I hope the minister will not now touch the sinking fund— I hope he will never touch it. It is the general saving bank of the Nation and should be encouraged on the same principles as encouragement is given to those institutions. I am sorry to observe that amongst those who have the power to decide on these matters there does not appear any reluctance to meddle with the sinking fund. I am told that Lord Grenville is not averse to such a measure.
It is true that I am going to lose another daughter. If she be happy I must not repine—yet both Mrs. Ricardo and myself have felt, and do still feel, that in losing the society of these dear girls we have lost a portion of our happiness.

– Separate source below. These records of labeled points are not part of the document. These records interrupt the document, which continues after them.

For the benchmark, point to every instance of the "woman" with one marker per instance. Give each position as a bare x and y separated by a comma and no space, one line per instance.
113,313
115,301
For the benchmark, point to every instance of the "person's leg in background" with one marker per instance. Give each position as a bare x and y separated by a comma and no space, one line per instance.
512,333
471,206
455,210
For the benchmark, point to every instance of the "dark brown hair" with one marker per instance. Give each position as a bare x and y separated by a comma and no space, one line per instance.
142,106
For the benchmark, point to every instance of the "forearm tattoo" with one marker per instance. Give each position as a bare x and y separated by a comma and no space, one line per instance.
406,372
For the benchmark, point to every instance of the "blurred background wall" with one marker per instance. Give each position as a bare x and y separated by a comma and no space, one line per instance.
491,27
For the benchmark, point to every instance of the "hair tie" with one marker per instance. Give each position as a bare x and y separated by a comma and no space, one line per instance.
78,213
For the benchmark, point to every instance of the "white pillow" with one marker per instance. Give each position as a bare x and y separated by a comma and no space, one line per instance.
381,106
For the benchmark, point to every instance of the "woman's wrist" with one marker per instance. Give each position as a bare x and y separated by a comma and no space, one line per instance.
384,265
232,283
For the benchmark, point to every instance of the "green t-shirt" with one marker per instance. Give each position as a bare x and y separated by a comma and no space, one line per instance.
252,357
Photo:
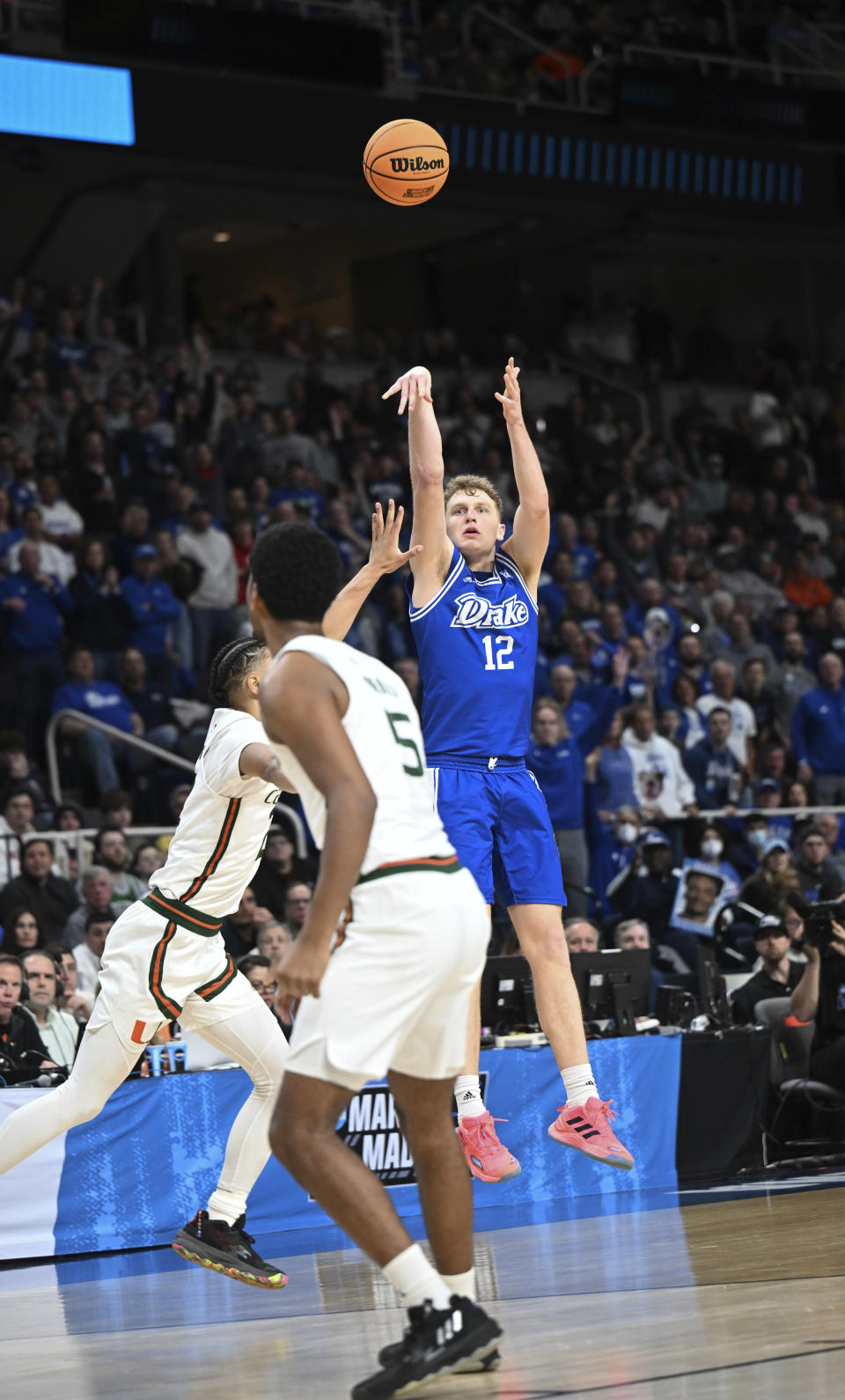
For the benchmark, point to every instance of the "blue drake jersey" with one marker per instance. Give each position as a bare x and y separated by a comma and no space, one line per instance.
477,645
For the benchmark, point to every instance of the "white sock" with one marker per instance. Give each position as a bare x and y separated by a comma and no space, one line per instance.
467,1092
579,1084
221,1210
415,1280
462,1284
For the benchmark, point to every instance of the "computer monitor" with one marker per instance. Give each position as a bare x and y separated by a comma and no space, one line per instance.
613,984
508,994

Report has spoken truth concerning my house in Brook Street. We observed a large crack in the ceiling of the drawing room last winter. I sent for Mr. Cockerell, he said it must be looked to when we left it for the summer, but that it was perfectly safe then. We have since found that we were in the utmost hazard—that Mayor of whom I bought the house was a complete knave, and from the holes in the chimnies, and the communication between them and the beams, he perhaps intended that it should be destroyed by fire, so that no one might ever find out the total insufficiency of the materials to support the house. What must I think of Mr. Cockerell whom I paid to examine it? What compensation can he make me for his shameful neglect? I have not seen him since the discovery. The workmen have been in it ever since July, and it will cost me several thousand Pounds. We go into it on tuesday next but are obliged to be satisfied with the newly plaistered walls, unpapered and unpainted, or we must not have gone into it this season.
I am glad to hear that you will probably pass some time in London after Easter. I hope I shall see more of you than I did last year. Mrs. Ricardo and my family unite with me in kind regards to Mrs. Trower.